Mar 29, 2011

Waffle House: Cloud Computing Pioneers?

INAP

Waffle House: Cloud Computing Pioneers?

For those of you not familiar with the pervasiveness of Waffle Houses in the Southern United States, you would be hard pressed not to find one just when you have a craving for a late night waffle. I probably have more knowledge of Waffle Houses than most and was recently struck by how much their business model resembles the new application architecture in cloud computing.

All Waffle Houses are nearly identical in layout and capacity; wouldn’t know if you were in Jacksonville or Atlanta from the inside of a Waffle House. They are placed with careful study based on capacity demands. You may find two at a single exit and great clusters of them where the need exists. Waffle House scales demand not by building different sized restaurants, but simply by adding another block of capacity.

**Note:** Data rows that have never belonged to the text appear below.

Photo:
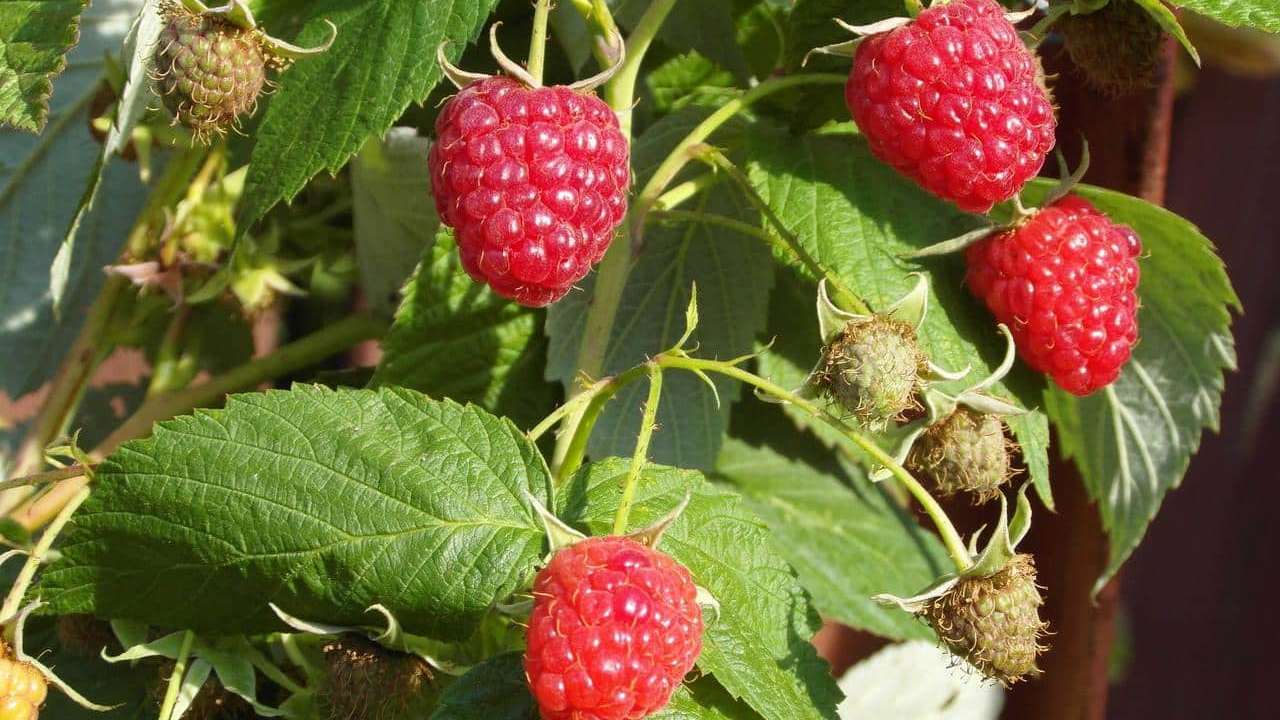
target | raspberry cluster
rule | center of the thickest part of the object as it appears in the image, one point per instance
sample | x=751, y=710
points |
x=1065, y=283
x=533, y=181
x=993, y=621
x=955, y=101
x=615, y=628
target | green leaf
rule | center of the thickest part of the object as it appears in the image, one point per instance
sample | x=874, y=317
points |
x=320, y=501
x=858, y=217
x=1261, y=14
x=1168, y=21
x=453, y=337
x=734, y=276
x=758, y=647
x=394, y=218
x=812, y=24
x=124, y=688
x=35, y=37
x=1134, y=438
x=496, y=689
x=848, y=543
x=383, y=60
x=41, y=185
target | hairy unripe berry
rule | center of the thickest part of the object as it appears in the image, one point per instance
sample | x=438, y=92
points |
x=993, y=621
x=955, y=101
x=1065, y=282
x=534, y=183
x=215, y=702
x=370, y=682
x=963, y=452
x=22, y=689
x=208, y=71
x=616, y=627
x=1116, y=48
x=872, y=369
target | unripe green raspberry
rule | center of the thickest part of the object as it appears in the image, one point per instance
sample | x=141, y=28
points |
x=22, y=688
x=964, y=452
x=1116, y=48
x=370, y=682
x=873, y=369
x=208, y=71
x=993, y=621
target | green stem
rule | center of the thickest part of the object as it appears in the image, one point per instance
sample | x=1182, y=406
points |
x=323, y=343
x=612, y=274
x=575, y=405
x=641, y=454
x=844, y=296
x=173, y=368
x=273, y=671
x=950, y=537
x=13, y=601
x=67, y=388
x=620, y=91
x=179, y=673
x=577, y=434
x=680, y=155
x=538, y=41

We hear the term “horizontal scaling” when it comes to both the underlying cloud infrastructure and applications that run in the cloud. Application writers will scale to meet client demand via applications that can simply add another block of exact functionality instead of trying to scale internally. This is where the power of elasticity comes into play. I don’t suppose Waffle House knows how to quickly spin down a restaurant, though.

Cloud computing is the natural evolution of many technologies that have been around for years. And with Waffle House, we can see how even the non-technical world acts like a cloud.